Pollard’s story unfolds in the first person through the eyes of an unnamed narrator. I’m sure the term “autofiction” has lost almost all meaning, but this novel has a certain type of piecemeal storytelling texture and tenor. It includes short aphoristic paragraphs and sharp, sometimes funny distillations that easily fall off. Under the general definition of terms. Our narrator seamlessly moves from the story of Athena and Ovid to a virtual cocktail, watching “ordinary people” and learning the tarot while asserting his individuality through a kind of quick-witted intellect.
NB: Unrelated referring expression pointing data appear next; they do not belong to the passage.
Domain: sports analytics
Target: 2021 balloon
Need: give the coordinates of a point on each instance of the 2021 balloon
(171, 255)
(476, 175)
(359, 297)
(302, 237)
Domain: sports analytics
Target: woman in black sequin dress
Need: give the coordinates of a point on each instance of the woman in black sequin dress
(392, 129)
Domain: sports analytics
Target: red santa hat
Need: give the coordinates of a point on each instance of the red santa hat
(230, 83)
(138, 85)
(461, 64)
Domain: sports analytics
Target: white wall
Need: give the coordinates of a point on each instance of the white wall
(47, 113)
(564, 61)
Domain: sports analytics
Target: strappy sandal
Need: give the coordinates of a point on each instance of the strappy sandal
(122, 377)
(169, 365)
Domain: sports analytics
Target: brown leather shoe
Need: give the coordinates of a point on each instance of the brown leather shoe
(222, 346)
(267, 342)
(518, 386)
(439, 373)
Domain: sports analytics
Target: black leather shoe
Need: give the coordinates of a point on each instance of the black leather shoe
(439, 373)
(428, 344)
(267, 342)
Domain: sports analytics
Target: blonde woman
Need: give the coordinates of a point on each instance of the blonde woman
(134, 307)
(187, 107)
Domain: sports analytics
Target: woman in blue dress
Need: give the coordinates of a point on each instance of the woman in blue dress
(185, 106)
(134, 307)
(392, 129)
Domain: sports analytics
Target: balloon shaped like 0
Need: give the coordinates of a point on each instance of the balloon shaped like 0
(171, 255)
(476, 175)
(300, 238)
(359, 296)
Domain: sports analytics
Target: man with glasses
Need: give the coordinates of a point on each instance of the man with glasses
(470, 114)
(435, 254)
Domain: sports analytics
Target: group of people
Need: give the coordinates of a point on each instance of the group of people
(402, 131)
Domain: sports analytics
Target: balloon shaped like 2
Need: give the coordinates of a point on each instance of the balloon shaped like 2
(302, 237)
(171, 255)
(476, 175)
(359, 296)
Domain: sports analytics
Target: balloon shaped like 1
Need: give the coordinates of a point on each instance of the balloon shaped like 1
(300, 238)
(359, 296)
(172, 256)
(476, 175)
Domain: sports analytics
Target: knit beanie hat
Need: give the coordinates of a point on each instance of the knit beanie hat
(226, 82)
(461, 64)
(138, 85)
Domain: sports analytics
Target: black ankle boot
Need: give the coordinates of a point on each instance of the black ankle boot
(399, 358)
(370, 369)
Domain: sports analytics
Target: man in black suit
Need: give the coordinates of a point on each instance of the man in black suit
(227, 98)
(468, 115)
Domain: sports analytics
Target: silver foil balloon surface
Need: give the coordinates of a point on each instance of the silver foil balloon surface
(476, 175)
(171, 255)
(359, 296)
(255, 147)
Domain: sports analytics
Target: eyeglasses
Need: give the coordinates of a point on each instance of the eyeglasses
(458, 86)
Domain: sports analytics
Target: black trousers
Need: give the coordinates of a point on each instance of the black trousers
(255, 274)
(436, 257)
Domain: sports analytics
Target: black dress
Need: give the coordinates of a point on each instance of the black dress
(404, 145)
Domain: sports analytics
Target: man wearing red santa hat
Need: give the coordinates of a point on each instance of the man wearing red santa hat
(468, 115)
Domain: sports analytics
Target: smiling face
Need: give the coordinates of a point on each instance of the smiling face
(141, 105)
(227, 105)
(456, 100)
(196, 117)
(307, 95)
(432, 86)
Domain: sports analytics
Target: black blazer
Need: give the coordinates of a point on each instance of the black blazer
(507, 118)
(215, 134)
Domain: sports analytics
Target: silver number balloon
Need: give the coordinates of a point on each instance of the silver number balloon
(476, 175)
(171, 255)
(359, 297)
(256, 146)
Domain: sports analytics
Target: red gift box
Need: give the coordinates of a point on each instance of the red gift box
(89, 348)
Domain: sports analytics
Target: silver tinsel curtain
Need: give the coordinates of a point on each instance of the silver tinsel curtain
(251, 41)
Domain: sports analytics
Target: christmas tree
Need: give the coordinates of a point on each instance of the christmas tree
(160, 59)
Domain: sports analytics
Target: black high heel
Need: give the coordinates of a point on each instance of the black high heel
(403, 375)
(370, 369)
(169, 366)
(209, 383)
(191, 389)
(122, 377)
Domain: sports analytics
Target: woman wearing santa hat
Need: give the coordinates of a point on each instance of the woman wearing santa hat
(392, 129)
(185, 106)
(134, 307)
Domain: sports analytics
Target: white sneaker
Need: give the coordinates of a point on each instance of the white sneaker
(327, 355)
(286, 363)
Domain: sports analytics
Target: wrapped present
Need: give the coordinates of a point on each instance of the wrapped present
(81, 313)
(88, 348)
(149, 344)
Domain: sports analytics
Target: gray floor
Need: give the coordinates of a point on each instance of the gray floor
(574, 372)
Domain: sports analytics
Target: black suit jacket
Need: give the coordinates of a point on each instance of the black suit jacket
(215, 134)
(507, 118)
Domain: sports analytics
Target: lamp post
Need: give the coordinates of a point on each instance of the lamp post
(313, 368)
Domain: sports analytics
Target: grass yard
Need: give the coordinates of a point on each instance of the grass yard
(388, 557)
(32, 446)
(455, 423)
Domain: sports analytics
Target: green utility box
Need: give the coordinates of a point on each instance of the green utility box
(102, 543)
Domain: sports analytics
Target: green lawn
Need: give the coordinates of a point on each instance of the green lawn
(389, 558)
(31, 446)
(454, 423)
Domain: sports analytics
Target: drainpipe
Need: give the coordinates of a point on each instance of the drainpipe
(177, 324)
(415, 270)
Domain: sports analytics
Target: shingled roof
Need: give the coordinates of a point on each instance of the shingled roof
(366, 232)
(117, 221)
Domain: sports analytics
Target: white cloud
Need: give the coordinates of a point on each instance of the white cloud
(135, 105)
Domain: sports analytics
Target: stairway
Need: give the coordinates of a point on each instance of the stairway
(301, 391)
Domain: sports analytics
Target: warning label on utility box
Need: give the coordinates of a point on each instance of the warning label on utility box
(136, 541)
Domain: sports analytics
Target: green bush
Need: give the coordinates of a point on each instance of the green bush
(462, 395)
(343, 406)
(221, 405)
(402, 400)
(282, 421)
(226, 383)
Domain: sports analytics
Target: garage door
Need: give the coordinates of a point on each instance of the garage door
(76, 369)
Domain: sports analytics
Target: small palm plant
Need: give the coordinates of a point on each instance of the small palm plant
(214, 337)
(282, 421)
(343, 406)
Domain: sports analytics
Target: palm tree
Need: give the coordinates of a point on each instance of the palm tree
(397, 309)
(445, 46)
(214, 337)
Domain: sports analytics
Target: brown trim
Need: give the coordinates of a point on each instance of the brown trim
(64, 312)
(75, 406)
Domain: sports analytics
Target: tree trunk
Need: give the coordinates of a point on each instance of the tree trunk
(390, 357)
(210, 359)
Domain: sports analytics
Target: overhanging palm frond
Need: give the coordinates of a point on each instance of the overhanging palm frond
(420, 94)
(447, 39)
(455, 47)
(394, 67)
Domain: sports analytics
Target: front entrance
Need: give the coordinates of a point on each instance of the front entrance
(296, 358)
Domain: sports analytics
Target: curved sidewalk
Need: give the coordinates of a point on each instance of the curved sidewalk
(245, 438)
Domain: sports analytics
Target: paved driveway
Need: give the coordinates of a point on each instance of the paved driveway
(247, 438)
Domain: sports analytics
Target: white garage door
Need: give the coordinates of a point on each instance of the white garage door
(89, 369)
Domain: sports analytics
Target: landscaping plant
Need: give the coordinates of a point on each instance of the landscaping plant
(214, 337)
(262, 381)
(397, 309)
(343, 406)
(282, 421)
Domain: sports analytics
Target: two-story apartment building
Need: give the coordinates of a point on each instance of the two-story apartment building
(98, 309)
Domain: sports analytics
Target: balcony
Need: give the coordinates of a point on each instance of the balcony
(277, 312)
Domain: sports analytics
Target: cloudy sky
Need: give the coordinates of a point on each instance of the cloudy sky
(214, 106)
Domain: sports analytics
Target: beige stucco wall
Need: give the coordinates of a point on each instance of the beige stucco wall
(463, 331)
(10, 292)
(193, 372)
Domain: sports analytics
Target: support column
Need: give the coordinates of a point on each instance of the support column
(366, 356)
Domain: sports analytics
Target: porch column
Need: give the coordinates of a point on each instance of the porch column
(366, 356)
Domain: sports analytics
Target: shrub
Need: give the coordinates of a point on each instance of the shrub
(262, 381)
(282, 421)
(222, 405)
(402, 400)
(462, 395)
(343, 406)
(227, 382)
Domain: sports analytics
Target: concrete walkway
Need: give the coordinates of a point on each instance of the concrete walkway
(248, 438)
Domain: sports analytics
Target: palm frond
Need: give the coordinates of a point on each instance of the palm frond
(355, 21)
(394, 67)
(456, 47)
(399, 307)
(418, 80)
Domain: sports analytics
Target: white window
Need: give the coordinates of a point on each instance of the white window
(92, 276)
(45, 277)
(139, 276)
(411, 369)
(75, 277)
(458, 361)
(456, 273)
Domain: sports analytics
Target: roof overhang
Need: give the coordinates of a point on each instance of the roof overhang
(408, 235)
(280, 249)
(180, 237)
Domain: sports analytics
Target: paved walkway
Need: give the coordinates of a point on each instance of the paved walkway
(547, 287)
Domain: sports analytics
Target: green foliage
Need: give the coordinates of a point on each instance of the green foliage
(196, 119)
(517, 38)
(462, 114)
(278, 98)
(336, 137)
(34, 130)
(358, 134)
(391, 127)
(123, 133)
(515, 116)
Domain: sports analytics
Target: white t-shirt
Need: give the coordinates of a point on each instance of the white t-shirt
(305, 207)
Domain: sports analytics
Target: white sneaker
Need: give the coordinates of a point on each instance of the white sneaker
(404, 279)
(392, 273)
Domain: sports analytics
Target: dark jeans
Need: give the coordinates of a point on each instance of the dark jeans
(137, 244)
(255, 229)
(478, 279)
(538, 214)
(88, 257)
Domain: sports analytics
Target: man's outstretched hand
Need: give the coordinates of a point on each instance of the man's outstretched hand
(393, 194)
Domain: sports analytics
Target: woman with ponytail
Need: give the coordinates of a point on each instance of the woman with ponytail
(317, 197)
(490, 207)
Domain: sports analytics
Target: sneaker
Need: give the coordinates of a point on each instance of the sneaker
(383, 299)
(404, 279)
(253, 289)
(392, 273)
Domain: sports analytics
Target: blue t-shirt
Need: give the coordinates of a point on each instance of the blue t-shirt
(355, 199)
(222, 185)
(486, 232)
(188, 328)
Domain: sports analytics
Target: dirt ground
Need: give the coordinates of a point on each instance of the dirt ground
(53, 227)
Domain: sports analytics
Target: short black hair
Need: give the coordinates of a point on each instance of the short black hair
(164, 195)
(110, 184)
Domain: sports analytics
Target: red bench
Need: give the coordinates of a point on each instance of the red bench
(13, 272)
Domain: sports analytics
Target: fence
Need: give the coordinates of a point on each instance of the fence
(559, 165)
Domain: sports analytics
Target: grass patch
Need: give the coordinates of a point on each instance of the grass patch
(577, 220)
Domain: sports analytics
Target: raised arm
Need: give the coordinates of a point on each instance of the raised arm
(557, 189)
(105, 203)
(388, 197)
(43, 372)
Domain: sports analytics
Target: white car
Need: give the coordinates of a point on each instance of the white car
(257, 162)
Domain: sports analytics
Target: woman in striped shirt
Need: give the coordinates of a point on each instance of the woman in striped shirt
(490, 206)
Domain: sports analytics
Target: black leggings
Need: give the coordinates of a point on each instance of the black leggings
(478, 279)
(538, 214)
Pollard is the author of six of her poetry collections, and her genius lies in the way information and anecdotes unfold with delightful syntactic turns.
Despite the fact that the first line of the book is “I’m sick of the future,” the title of the chapter is all about the possibilities that future holds. “Theomancy: Prediction of Events”, “Dactylomancy: Prediction by Finger Movement”, “Videomancy: Prediction by Electronic Visual Media”.
The third paragraph subtly sets what amounts to the main action of the book. I don’t know if my son will live to middle age’” The narrator mentions the pandemic — “It is teeth But isn’t it strange that the virus doesn’t affect children?” — but also to the climate crisis, and to that pervasive sense of unease that characterizes our present moment (and this book).
Pollard’s project is, in part, to portray our ever-present sense of fear. I mean, I know I may never know, but I’m always looking and trying to understand. I don’t know if I should pay attention to it. So her energy flies from distractions to historical anecdotes to worries that are impossible to name or understand. It almost feels otherworldly because of how tangible and irreversible it is in contrast. In the distraction of looking into the future, how often have you missed the catastrophe unfolding before you?
I often find myself wanting to read contemporary fiction outside of the contemporary context. “Delphi” is an elusive, upsetting about everything we can’t fully see or understand about the present moment, even though all we’ve ever done is see. Extract what makes This is striking and part of what good fiction is about. But fiction is also meant to present itself as something else, to develop its own logic by existing outside the time and space in which we are confined. ‘ can observe and capture something about life these days, but I longed for it to be more of its own.
Lynn Steger Strong’s new novel, Flight, is out in November.